Across this five days later storms Spitamenes with nine thousand mounted raiders. Grief for Cleitus (and self-excoriation for my own felony) will have to wait. I marshal five flying divisions, taking the first for myself and setting in command over the others Craterus, Coenus, Perdiccas, and Hephaestion, whose pride will not endure another exclusion from action.
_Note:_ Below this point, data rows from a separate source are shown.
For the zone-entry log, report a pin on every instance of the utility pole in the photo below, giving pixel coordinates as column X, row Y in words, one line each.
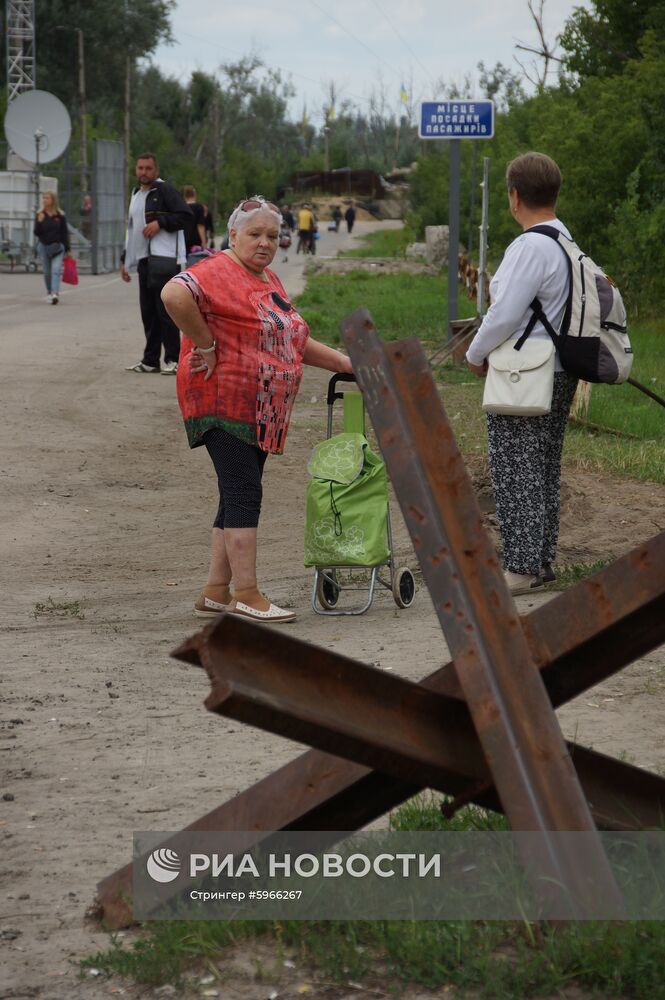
column 84, row 130
column 326, row 134
column 128, row 80
column 20, row 47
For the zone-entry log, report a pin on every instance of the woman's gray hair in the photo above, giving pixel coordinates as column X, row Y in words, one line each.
column 239, row 218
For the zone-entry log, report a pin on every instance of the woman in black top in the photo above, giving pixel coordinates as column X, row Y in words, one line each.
column 53, row 243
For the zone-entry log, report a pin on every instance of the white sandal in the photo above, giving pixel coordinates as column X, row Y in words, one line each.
column 273, row 614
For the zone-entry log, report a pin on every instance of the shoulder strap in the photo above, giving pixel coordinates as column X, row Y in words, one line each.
column 536, row 305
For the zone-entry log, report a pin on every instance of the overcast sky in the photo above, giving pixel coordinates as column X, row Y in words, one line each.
column 354, row 42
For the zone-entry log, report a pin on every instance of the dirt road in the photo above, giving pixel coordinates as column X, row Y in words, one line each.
column 106, row 518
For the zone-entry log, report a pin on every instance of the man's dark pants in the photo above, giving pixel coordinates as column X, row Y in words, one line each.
column 158, row 325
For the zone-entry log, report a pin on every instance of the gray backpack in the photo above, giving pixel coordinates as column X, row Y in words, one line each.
column 592, row 342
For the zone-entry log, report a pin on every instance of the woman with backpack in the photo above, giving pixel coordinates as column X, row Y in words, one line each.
column 525, row 451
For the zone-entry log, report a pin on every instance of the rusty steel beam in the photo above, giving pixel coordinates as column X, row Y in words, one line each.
column 513, row 717
column 616, row 616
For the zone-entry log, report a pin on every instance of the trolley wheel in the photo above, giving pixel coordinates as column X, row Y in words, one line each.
column 404, row 587
column 327, row 589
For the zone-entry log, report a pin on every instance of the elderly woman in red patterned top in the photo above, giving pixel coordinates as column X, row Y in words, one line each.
column 240, row 366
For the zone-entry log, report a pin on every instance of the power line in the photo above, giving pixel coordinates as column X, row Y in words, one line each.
column 404, row 41
column 351, row 35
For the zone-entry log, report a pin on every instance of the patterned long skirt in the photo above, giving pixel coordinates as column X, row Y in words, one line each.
column 525, row 468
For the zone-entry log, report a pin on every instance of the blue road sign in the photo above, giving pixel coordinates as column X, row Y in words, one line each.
column 456, row 120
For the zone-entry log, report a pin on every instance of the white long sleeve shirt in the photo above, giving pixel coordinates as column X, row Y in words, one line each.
column 162, row 244
column 533, row 265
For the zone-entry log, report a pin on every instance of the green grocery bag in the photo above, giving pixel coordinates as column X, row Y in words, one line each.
column 347, row 504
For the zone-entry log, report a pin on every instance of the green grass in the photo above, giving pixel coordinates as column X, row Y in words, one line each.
column 402, row 305
column 57, row 609
column 383, row 243
column 568, row 576
column 416, row 305
column 496, row 961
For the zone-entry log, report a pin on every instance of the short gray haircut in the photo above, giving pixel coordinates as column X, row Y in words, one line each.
column 239, row 218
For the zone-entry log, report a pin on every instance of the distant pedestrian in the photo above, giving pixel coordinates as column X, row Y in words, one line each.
column 195, row 226
column 350, row 216
column 157, row 216
column 209, row 227
column 86, row 217
column 52, row 243
column 306, row 226
column 524, row 452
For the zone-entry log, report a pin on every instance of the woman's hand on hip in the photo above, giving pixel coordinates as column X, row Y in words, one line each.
column 203, row 363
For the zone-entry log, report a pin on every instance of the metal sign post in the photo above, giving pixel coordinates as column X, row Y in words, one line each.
column 455, row 120
column 453, row 232
column 484, row 227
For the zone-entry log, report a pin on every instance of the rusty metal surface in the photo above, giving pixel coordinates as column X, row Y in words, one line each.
column 503, row 690
column 575, row 640
column 319, row 791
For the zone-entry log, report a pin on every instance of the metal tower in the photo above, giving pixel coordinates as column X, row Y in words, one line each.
column 20, row 22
  Here is how the Grey Wolf fights. He has grasped our tactics of pursuit by linked columns. His method is to lure us into the chase and wear us down with the country, which he knows and we don’t. Then he strikes. By night upon our camps, by day from ambush on our columns. His Bactrian ponies can’t outsprint our Parthians and Medians in a straight charge, but they can withdraw before us at the trot for hours, until, having run our mounts to exhaustion, he turns upon us and takes the offensive. Using these tactics, Spitamenes massacres east of Cyropolis a Macedonian column including sixty Companions, led by my brave Andromachus, who held the left wing at Gaugamela, eight hundred mercenary cavalry, and fifteen hundred hired infantry. Only three hundred and fifty escape. The rest are butchered, corpses stripped and mutilated and left for wolves.

  You may imagine the state of our own divisions when report reaches us. The men’s anger, frustration, and loathing for this badlands war threatens to carry them apart from themselves. They blaze to take it out on the foe, and no man owns less credibility than I to counsel restraint; nor do I wish to.

  We chase Spitamenes to the Jaxartes with all five columns. At Nebdara is a ford, over which the Grey Wolf has escaped many times. He beats us there again, masses his forces on the far bank, and resists our crossing with everything he’s got. Even his women shoot at us, from atop a palisade of wagons. By the time we mount a heavy assault, the marauders have fled into Scythia, vanishing onto their home sod.